This Month in The Atlantic: Size Matters
Following a recommendation by the Daily Beast’s Tina Brown on NPR last week, I picked up a copy of this month’s Atlantic Monthly to read Michael Kinsley’s piece “This Article is Too Long!” Kinsley’s task is to convince us that print journalism should follow the lead of online journalism in making their articles sharper, shorter and to the point–all without making his article too long, or indulging in overcomplicated run-on sentences like this one. As the title states, Kinsley fails to make his point within his own space requirements, but then he is writing for print and he has the burden of quoting several bloated NYT passages as evidence. But this article is more than a measuring-stick: Kinsley gets at a fundamental shift in print journalism that has occurred in the past decade–from criticism to heavy-handed even-handedness. He cites a Times reporter whose story, though it reveals it’s angle in the headline, is bogged down by quotes from “experts” who we’ve never heard of and extra verbiage dedicated to establishing their expertise. Instead of trusting the view of the journalist, because she has her editor to answer to, and the Times, because ideally they have their readers to answer to, we’re supposed to trust Joe Blow. The implication here is that these doomed attempts at absolute even-handedness do nothing but compare/contrast, and that the critical evaluation of events (the reason many of us read the news in the first place) is lost or denatured. Kinsley’s article should be a conversation piece, not just about online vs. print journalism but about the role of the critical eye in journalism itself.

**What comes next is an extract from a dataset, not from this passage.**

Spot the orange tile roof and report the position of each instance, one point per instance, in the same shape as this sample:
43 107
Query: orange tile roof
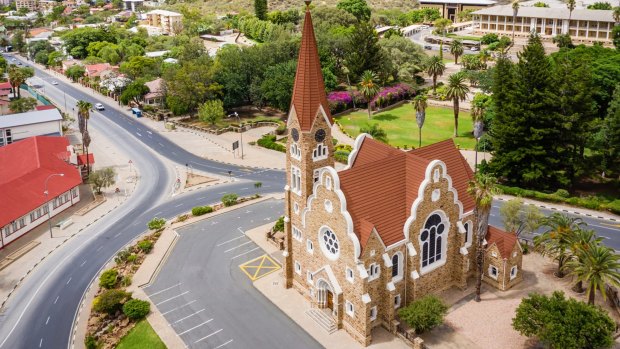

Other articles of note from The Atlantic:
“What Makes a Great Teacher” by Amanda Ripley
Teach for America is about to release a decade’s worth of research on what makes an effective teacher. And it’s not what you’s think. The article is short on actual prescription but it promises a new system of evaluation in which teachers would judged based on the performance of their students–but wait, isn’t that the old system?
“Divine Proportions” by Wayne Curtis
It’s not the size of the cocktail but the spirit that counts. Curtis makes a case for the return of the small cocktail which “should be like tapas, intense hits of well-balanced flavors in small proportions that leave one wanting more.” He name-checks the Pegu Club, where I recently had the best cocktail I’ve ever tasted, The French Kiss, with muddled mint, lime, gin and anise, that is as amazing to smell as it is to sip. Sadly the new NY City law banning raw egg in drinks (though the city seems to be fine with lukewarm mayo) has meant the death of Pegu’s Earl Grey Martini, of which I’ve heard but sadly never tasted.
“The Catastrophist: The Haunting Science Fiction of J.G. Ballard” by Christopher Hitchens
…and don’t miss a standoff in the Letters section, between author Michael Scammell and Hitchens, who recently reviewed Scammell’s biography of Arthur Koestler.